Ein hoher AfD-Politiker macht Stimmung im rechtsextremen Teil von Telegram. Die Große Koalition holt sich die nächste Verfassungsklage ins Haus. Der EU-Rat bremst den Schutz von Nutzer:innen, das EU-Parlament stellt sich auf ihre Seite. Die Woche im Rück- und Überblick.

Ein süßer Igel
Zum Einigeln: Die letzte Novemberwoche. – Gemeinfrei-ähnlich freigegeben durch unsplash.com Sierra Narvaeth

Wir blicken gemeinsam zurück auf die letzte Novemberwoche, in der es wie immer heißt: Deine Spende ermöglicht unsere Arbeit! Auf unserer Startseite könnt ihr sehen, wie viele Spenden noch für die Ausfinanzierung dieses Jahr fehlen. Für den Start unserer Jahresendkampagne haben wir in „16 Gründen, um netzpolitik.org zu unterstützen“ zusammengefasst, warum eure Spenden in unserer Arbeit gut angelegt sind.

Daniel Laufer hat aufgedeckt, dass ein AfD-Bundestagsabgeordneter in verfassungsfeindlichen Telegram-Gruppen mobilisiert. Anhand von Datenspuren lässt sich etwa ein Aufruf in der Gruppe des Verschwörungsideologen Attila Hildmann eindeutig dem Bundestagsbüro von Johannes Huber zuordnen. Der AfD-Politiker gab eine Liste von Bundestagsabgeordneten in die als verfassungsfeindlich bekannte Gruppe und forderte die „Mitstreiter“ dazu auf, „Druck“ auszuüben.

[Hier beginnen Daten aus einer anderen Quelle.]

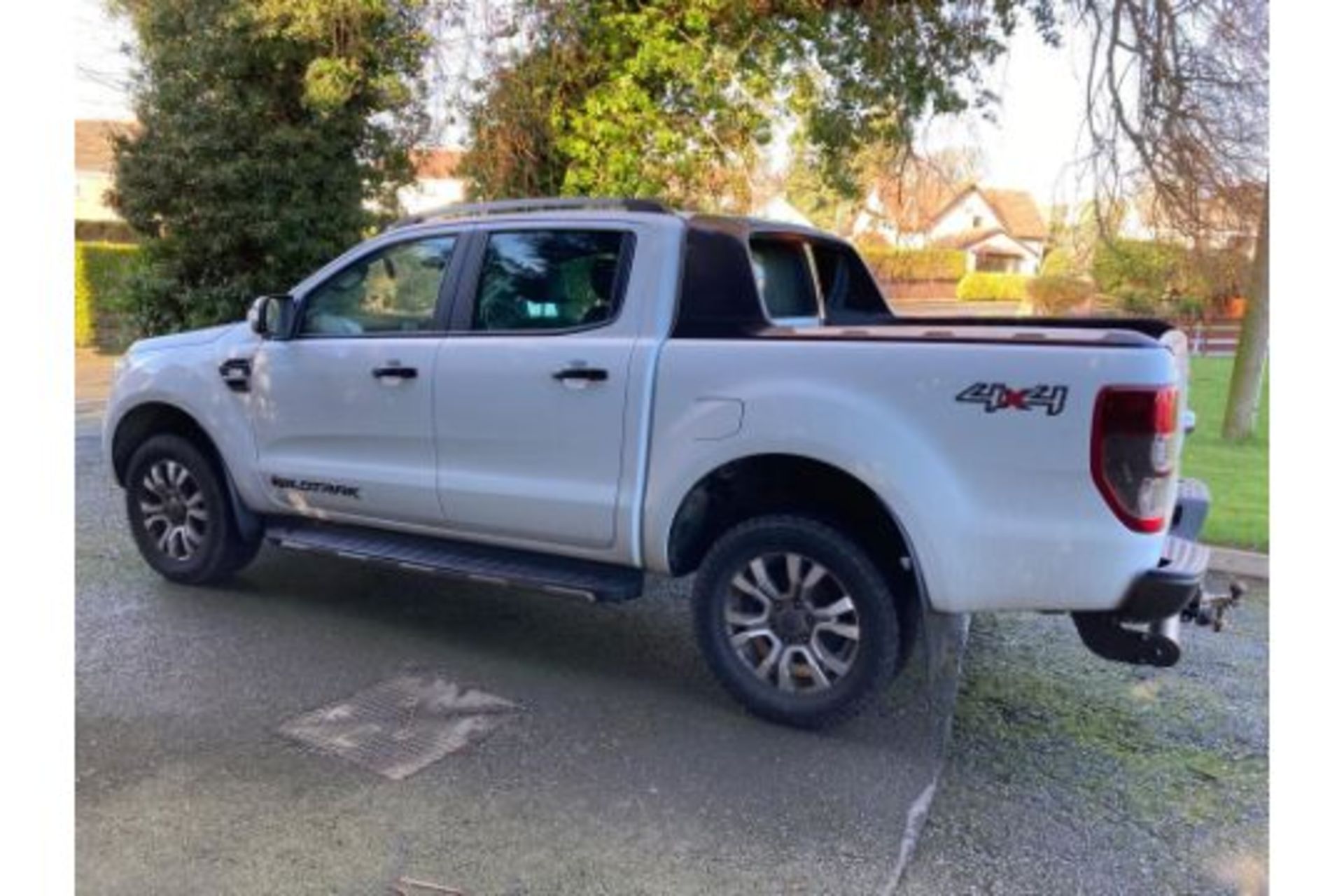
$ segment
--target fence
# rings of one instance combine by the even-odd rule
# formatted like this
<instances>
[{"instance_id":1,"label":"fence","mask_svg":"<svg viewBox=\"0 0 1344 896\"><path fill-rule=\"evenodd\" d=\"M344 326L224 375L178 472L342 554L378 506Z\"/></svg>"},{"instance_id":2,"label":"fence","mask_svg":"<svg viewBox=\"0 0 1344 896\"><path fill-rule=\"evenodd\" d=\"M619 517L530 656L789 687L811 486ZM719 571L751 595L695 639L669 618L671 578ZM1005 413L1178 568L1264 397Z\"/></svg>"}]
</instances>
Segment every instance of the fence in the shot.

Für viele Menschen ist Telegram gefühlt sicherer als andere Messenger. Das Image ist aber irreführend. Die Standardverschlüsselung der Chats ist mangelhaft. Telegram speichert Nachrichten zentral auf seinen Servern. Wer im obskuren Firmengeflecht hinter Telegram mit welchen staatlichen Behörden kooperiert und möglicherweise Zugriff auf die schlecht geschützten Daten bekommen könnte, ist absolut intransparent.

Staatstrojaner, Plural

Hamburg hat seinem Verfassungsschutz den Einsatz des Staatstrojaners erlaubt. Die Gesellschaft für Freiheitsrechte und weitere Organisationen legten jetzt Verfassungsbeschwerde gegen das Verfassungsschutzgesetz ein. Die Erlaubnis in Hamburg geht besonders weit. Der Geheimdienst darf seit April sogar ohne Richter:innenvorbehalt Geräte knacken. Dabei ermitteln Geheimdienste keine Straftaten und unterliegen weniger Kontrolle als die Strafverfolgungsbehörden.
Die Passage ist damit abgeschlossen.